/ DATA SCIENCE

Python for Finance: An Easy Introduction

If you’re interested in finance and don’t mind programming, learning this trio will open you up to a whole new world, including but not limited to, automated trading, backtest analysis, factor investing, portfolio optimization, and more.

I think of the Python, pandas and NumPy combination as a more robust and flexible Microsoft Excel.

Python is extremely popular as it allows developers to create programs quickly without worrying about a lot of the details. It’s a high-level language. The problem with high-level languages is that they are often slow. The reason why Python is an excellent language for finance is that you get both the benefit of development speed with fast execution as both pandas and NumPy are highly optimized.

What is NumPy?

Let’s pretend we are calculating the price to earnings ratio for 800 stocks. We have two columns stored in lists with the first being price and the second being earnings. If we were to loop through each row, our CPU would need 800 cycles to convert the calculation into bytecode and then calculate the answer.

Vectorization

NumPy takes advantage of vectorization processing multiple calculations at a single time using Single Instruction Multiple Data (SIMD). While the loop may have taken 800 cycles, the vectorized computation may only take 200 cycles or even less.
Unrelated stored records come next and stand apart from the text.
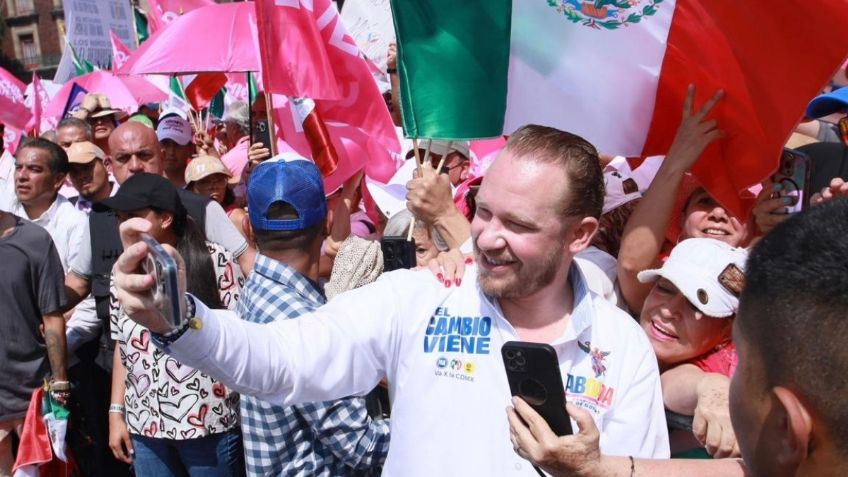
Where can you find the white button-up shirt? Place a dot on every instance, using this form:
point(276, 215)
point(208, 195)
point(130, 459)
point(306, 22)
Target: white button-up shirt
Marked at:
point(441, 351)
point(65, 224)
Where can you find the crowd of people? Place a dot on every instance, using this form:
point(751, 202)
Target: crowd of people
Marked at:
point(689, 339)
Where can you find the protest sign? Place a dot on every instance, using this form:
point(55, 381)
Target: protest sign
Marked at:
point(369, 22)
point(89, 23)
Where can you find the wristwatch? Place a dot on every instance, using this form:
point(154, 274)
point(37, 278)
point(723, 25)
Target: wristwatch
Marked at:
point(188, 321)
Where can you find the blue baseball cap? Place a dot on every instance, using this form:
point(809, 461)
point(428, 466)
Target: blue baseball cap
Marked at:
point(287, 178)
point(827, 104)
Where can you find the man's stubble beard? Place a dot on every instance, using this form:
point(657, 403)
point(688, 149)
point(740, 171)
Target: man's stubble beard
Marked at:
point(525, 282)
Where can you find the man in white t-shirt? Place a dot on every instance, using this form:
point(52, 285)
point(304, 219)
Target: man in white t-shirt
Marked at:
point(440, 347)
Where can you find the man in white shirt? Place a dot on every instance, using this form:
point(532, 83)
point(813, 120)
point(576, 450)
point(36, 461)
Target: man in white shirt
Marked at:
point(440, 347)
point(40, 170)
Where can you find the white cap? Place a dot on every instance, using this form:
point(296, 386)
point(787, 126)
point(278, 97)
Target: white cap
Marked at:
point(708, 272)
point(620, 189)
point(175, 128)
point(440, 147)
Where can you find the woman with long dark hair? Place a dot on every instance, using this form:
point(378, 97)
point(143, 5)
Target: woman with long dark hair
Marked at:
point(165, 418)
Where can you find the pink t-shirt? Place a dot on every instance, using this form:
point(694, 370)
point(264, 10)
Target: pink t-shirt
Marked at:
point(722, 361)
point(236, 158)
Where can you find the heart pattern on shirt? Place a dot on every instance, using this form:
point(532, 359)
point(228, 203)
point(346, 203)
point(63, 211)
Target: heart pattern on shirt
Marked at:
point(142, 342)
point(178, 410)
point(197, 420)
point(140, 383)
point(177, 371)
point(164, 398)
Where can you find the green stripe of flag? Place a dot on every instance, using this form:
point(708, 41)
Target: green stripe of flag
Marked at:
point(453, 60)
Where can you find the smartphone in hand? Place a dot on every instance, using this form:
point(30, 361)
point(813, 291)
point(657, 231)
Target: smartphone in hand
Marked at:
point(793, 175)
point(262, 133)
point(166, 289)
point(398, 253)
point(532, 370)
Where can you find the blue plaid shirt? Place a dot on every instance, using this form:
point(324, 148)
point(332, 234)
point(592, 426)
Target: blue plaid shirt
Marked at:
point(332, 438)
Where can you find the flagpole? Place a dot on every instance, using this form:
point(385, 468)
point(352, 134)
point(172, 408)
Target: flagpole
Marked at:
point(135, 29)
point(442, 161)
point(249, 109)
point(270, 114)
point(417, 156)
point(427, 151)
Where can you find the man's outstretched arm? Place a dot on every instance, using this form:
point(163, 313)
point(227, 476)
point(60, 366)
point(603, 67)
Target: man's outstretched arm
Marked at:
point(340, 350)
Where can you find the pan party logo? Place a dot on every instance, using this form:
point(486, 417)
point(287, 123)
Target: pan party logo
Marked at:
point(606, 14)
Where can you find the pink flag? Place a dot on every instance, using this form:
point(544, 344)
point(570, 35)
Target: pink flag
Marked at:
point(294, 61)
point(39, 99)
point(354, 147)
point(361, 104)
point(163, 12)
point(13, 111)
point(120, 52)
point(12, 139)
point(237, 87)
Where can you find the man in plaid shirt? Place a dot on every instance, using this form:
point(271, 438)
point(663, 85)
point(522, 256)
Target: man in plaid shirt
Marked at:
point(332, 438)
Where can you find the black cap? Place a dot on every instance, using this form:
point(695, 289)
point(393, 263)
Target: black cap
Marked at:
point(144, 190)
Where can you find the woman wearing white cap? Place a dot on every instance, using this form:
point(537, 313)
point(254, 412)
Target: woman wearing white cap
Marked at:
point(208, 176)
point(688, 316)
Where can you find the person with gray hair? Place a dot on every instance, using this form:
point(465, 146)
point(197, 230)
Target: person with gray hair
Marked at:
point(71, 130)
point(236, 137)
point(428, 242)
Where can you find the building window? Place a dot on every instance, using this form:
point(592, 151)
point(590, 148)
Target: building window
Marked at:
point(24, 7)
point(29, 50)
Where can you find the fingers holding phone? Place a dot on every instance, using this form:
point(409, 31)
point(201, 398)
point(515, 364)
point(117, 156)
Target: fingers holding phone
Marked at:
point(533, 439)
point(133, 286)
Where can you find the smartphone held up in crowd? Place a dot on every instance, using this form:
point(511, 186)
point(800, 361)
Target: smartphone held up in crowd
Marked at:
point(532, 370)
point(166, 290)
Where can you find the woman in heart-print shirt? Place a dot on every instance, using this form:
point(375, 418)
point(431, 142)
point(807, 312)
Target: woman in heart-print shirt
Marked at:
point(175, 416)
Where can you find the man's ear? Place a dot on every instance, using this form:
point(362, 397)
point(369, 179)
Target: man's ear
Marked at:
point(463, 170)
point(581, 234)
point(796, 428)
point(59, 180)
point(167, 219)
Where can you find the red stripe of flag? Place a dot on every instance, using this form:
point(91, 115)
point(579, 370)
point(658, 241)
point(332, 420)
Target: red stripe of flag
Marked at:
point(758, 52)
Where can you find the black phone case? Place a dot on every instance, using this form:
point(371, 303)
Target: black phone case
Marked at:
point(262, 133)
point(532, 370)
point(398, 253)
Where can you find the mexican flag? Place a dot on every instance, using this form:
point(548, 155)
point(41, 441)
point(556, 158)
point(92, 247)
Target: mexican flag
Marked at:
point(616, 72)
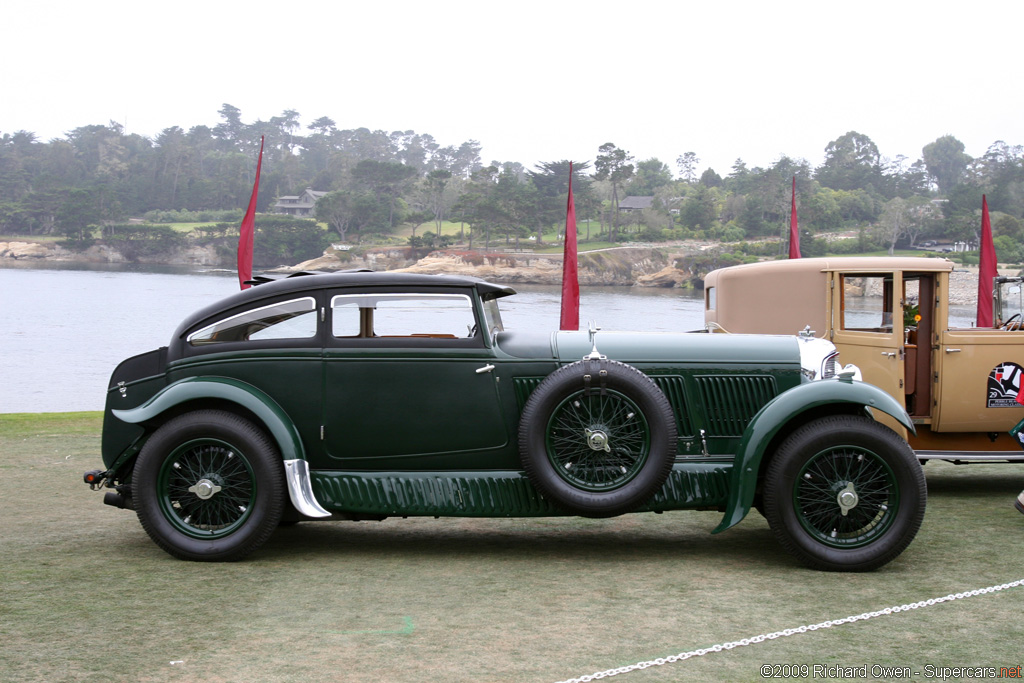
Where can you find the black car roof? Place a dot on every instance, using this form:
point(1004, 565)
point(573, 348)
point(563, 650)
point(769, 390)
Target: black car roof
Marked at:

NumPy also makes our life as a developer easier as it simplifies many of the everyday tasks we need to perform on a dataset. Take the below as an abbreviated example of the 800 stock scenario above:

Example Using Python and a List of Lists

price_earnings = [
                ['Company A', 10.0, 2.0],
                ['Company B', 30.0, 4.0],
                ['Company C', 50.0, 6.0],
                ['Company D', 70.0, 8.0],
                ['Company E', 90.0, 10.0]
                ]

pe_ratios = []

for row in price_earnings:
    pe_ratio = row[1] / row[2]
    pe_ratios.append(pe_ratio)

Example Using NumPy

`pe_ratios = price_earnings[:,0] / price_earnings[:,1]`

While you may not understand the exact syntax at the moment, you get the point: NumPy makes both development and execution faster. You can use any of the standard Python numeric operators in your vector math. The one catch, which is evident when you think about it, is that both vectors must be of the same shape and type such as a 5-item integer or 10-element float.

Creating a NumPy Array

import numpy as np
price_earnings = [
                ['Company A', 10.0, 2.0],
                ['Company B', 30.0, 4.0],
                ['Company C', 50.0, 6.0],
                ['Company D', 70.0, 8.0],
                ['Company E', 90.0, 10.0]
                ]

## Creating array from prior values
company_table = np.array(price_earnings)

## Autogenrate a 1D array
array1d = np.arange(10)

## Autogenerate a 2D array into 2 rows by 5 columns
array2d = array1d.reshape(2,5)

NumPy also makes it easy for us to calculate various statistics.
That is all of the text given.